Валя-горбатая, Валя-вдовая, Валя Шумейко – мать троих хлопчиков, Валя Чумак-косая, Валя Гончар-дурочка и Валя Писарчук-трактористка.
Все эти Валентины не подходили либо по возрасту, либо по внешности, либо по семейному положению. А главное – в Москве из них никто не был отродясь.
И тогда мы поняли, что пора двигаться. Попрощались и отправились дальше.
Та же картина повторялась в каждом селе. Мама сбивчиво объясняла про то, как нас обещали встретить, да не встретили, рассказывала, какая из себя Валя, про ее практику в Москве и учебу в техникуме неизвестного города.
Под занавес маме традиционно говорили, укоризненно покачивая головой: женщина, как же вы ее на квартиру к себе пустили, а фамилию узнать не удосужились? Да еще, сами говорите, полтора месяца работали вместе. А уж ехать в такую даль, не зная ни имени, ни адреса, да еще не одной, а с хлопчиком!
– А я ведь помнила, помнила, – жалобно отвечала мама, – но вот сейчас почему-то раз – и из головы выскочило.
Мама и имена-фамилии – это вообще отдельная тема. Например, моего одноклассника Диму Кончакова она упорно звала Сережей Колпаковым, а одноклассницу Лену Теверовскую, ту вообще почему-то величала Таней Голубевой. И переучивать ее было делом безнадежным. Если разговор заходил об известных людях, например артистах, то в лучшем случае мама правильно произносила первую букву фамилии, а чаще и это была задача из непосильных.
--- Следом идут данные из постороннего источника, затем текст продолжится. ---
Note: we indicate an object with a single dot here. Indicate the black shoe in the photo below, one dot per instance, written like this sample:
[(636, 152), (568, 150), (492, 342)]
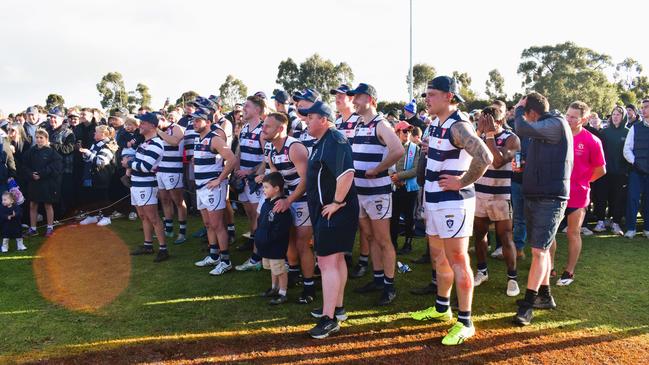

Самое интересное, что с течением времени я научился интуитивно разгадывать эти ее сложные шарады. Но если вдруг я делал вид, что не понимаю, о ком идет речь, мама начинала подозревать, что я над ней издеваюсь. Как она умудрялась при этом запоминать и легко произносить названия сложных химических формул типа циклопентанпергидрофенантрен, для меня всегда оставалось загадкой.
Тем временем пчелы перестали жужжать, бабочки порхать, солнце неумолимо клонилось к закату. От конфет уже тошнило, за весь день мы съели буханку, купленную в сельпо, запив колодезной водой.
Мы обошли пять или шесть сел. Лямки рюкзака натерли кровавые полосы на ключицах, а ведро с вечно звякающей крышкой довело меня до белого каления. На моих ногах уже не было живого места. Тысячу раз я собирался зашвырнуть ведро куда подальше за спиной у мамы, но, учитывая наличие в ведре гречки и риса, благоразумно воздерживался от этого шага, осознавая всю серьезность последствий.
Когда мы переходили по мосту через какую-то мелкую речушку, я остановился и вдруг неожиданно для себя сказал:
– Может, на станцию пойдем?
Мы плутали уже часов семь, если не больше.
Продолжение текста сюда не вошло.